João Batista de Brito
João Batista de Brito
João Batista de Brito

FÉRIAS

Por: | 28/12/2025

F É R I A S

João Batista de Brito


Quem teve a ideia? Ele ou ela? Não importava.

Importava que os dois assumiram o projeto de bom grado. Estavam com trinta anos de casamento nas costas e simplesmente decidiram que precisavam de algo diferente, algo novo que lhes arrancasse a sensação de rotina mofada.

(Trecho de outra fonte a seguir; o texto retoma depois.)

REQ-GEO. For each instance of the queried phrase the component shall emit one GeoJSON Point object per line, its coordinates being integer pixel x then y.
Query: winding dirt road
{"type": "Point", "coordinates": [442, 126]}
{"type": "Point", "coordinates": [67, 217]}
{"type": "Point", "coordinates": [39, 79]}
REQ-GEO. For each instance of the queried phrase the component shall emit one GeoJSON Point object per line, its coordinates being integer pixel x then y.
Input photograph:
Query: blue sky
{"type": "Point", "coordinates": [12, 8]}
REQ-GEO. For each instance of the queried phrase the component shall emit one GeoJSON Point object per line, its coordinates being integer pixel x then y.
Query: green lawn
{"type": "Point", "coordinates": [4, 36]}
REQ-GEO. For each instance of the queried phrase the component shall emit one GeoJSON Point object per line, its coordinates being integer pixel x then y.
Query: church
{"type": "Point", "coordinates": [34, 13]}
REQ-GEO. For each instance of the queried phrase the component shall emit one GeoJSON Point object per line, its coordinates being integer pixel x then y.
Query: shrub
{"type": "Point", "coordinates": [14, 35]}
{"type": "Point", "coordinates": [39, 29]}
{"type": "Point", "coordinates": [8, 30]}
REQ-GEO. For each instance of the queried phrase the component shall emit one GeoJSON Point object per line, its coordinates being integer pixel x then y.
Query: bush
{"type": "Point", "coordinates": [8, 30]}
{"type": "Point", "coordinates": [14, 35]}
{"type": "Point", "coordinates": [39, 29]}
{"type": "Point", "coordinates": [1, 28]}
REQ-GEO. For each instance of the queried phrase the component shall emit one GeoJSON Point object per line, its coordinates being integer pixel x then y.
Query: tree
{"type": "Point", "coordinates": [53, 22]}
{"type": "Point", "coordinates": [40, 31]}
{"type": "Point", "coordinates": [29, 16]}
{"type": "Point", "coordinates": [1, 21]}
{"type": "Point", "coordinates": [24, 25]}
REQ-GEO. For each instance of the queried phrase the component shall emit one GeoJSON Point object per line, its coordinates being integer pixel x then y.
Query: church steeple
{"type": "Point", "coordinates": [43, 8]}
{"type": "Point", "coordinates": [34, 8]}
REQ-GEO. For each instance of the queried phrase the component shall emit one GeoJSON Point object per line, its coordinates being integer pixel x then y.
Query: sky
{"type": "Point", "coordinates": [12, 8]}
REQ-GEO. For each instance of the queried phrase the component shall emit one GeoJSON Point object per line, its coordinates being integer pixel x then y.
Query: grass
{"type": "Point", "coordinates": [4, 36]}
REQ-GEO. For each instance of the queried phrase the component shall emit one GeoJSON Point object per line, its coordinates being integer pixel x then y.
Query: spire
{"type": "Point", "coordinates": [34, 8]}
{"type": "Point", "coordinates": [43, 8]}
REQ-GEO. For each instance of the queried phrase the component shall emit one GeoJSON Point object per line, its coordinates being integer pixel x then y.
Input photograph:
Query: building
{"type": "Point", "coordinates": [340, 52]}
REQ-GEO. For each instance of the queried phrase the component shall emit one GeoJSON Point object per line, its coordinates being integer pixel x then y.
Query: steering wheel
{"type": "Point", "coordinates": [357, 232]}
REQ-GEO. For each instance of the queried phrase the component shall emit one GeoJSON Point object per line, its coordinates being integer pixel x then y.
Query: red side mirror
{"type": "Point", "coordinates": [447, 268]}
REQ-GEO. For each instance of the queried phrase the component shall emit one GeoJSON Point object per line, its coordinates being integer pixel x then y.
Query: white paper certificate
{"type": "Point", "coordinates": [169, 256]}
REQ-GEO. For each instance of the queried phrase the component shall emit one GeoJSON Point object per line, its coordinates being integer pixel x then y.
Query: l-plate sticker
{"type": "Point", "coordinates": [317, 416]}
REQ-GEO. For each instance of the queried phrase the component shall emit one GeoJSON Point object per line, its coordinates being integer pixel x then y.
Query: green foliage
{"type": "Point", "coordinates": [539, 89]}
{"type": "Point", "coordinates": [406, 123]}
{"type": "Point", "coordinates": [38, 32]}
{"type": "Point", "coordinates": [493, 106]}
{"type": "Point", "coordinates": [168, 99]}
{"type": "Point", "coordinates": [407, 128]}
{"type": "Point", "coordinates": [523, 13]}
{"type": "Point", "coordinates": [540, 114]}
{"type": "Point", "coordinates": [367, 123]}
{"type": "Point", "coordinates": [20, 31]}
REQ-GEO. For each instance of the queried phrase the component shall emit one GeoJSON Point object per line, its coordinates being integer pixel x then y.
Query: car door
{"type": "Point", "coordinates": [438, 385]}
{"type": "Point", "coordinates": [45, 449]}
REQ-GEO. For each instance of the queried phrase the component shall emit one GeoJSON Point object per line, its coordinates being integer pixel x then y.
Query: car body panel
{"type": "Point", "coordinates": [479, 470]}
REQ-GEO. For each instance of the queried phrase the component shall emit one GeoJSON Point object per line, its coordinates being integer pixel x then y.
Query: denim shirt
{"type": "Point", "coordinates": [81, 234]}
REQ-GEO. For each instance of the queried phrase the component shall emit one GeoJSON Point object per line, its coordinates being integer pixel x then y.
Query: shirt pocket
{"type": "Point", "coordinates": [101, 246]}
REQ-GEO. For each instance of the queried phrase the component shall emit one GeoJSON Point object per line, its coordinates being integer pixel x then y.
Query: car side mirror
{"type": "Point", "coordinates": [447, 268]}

Assim, as próximas férias seriam num hotel fazenda, um em que nunca estiveram. E com um grande diferencial. Cada um faria sua reserva, cada um pagaria sua parte, e cada um se acomodaria em seu próprio quarto. Dois desconhecidos: esta era a proposta.

Durante os quinze dias de férias, nesse novo hotel fazenda, o combinado é que não se falariam, não se aproximariam, não se procurariam. Total suspensão conjugal.

E assim fizeram.

No salão do café da manhã nem se viam. Acostumada a madrugar, ela ia mais cedo, e ele, dorminhoco, um pouco mais tarde.

Durante a manhã, curtiam a piscina do hotel, mas não debaixo da mesma sombrinha. Ele na dele, ela na dela. Ele com seu copo de whiskey e seu celular; ela com sua taça de vinho e seu livro.

No almoço sentavam em mesas distantes, e, no meio dos comensais famintos, mal se avistavam. E quando se avistavam, discretamente tiravam a vista.

À noite, sempre havia música e dança no pátio do hotel, e eles, como a maior parte dos hóspedes, desfrutavam o clima de animação, cada um na sua mesa. Sem interessar que música tocasse, um não tirava o outro para dançar, já que desconhecidos não tiram desconhecidos para dançar. Dançavam soltos, ou, eventualmente, com outros parceiros.

Perfeitos estranhos. Até que um dia, numa certa manhã de sol, ela ia saindo da piscina, quando escorregou na rampa e torceu o pé. Saiu mancando, o rosto contorcido de dor. Ele, por acaso, viu o acidente. Ficou em dúvida sobre o que fazer, mas decidiu. Foi até ela e perguntou:

- A senhora está bem?

- Estou bem, obrigada.

- Não quer uma ajuda?

- Agradeço, se o senhor puder me levar até meu quarto.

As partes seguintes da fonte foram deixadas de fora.